Alan Turing was born on 23 June 1912 and without out any doubt was directly responsibile for the development of computers as a member of the Bletchley Park codebreaking team during WW2. It is a measure of the international respect for Turing that in the USA the most prestigious technical award of the Association for Computing Machinery is the A.M.Turing Award. There is an excellent book on the development of Colossus by Jack Copeland and Thomas Flowers, details of which can be found on the web site about the book and the work undertaken at Bletchley Park. At the end of the war the work of Bletchley Park turned into one of the best kept secrets of all time, only gradually being revealed in the mid-1970s. Details of the Colossus computer only started to emerge in 1983 but the full story did not become public until 2000 when a report written in 1945 on how the German Tunny code was broken using Colossus was released by the UK Public Records Office.
The extent of the secrecy was undoubtedly a contributory factor in the UK failing to develop a significant computer industry because the people with the skills to have further developed the technology went back to their positions in universities and Government service. Another skill that was lost was of how to manage and analysis very large amounts of information. A decrypt might have been about the movement of a German Army battalion, but without details of the battalion and where it was currently stationed no useful intelligence could have been passed on to field commanders. A novel means of tracking this information was developed, with simple message record cards supplemented by the use of optical coincidence cards with 10,000 potential hole positions. Every message card was sequentially numbered and this number punched through on a 10,000 hole card, one card for each term marked up on the message card In effect each optical card was an inverted index, the basis of modern search technology. By putting a number of cards together and looking for the bright spots of light where there were common index cards enabled intelligence staff to find details of perhaps four divisions that all seem to have battalion headquaters in the same city. When I started my career in the 1970s this type of card index was widely used but no-one seemed to know where the idea came from! The patience needed to punch the holes accurately was enormous.

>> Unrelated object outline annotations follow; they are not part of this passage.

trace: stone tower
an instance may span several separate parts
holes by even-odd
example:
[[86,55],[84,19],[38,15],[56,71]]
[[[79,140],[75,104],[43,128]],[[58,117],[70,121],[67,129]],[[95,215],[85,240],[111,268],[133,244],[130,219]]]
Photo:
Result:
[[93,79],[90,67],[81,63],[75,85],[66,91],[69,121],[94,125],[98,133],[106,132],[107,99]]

The information gleaned from this analysis was forwarded to field commanders by staff specially trained in being able to provide a sense of the accuracy of the information without giving too much away about where it came from. Not all commanders were aware of Enigma! These skills are exactly those of information scientists and other information professionals, but again the skills were not taught to a post-war generation of students by the people who had been directly involved with the Enigma decoding because of the very high degree of secrecy. If they had been then perhaps the development of the principles and practices of information management could well have started much early than it did, with information science really only gaining momentum in the 1960s. If it had started ten years earlier perhaps we might have been able to find better solutions to the problems we face every day in managing more information that we can possibly hope to read, analyse, consider and act upon.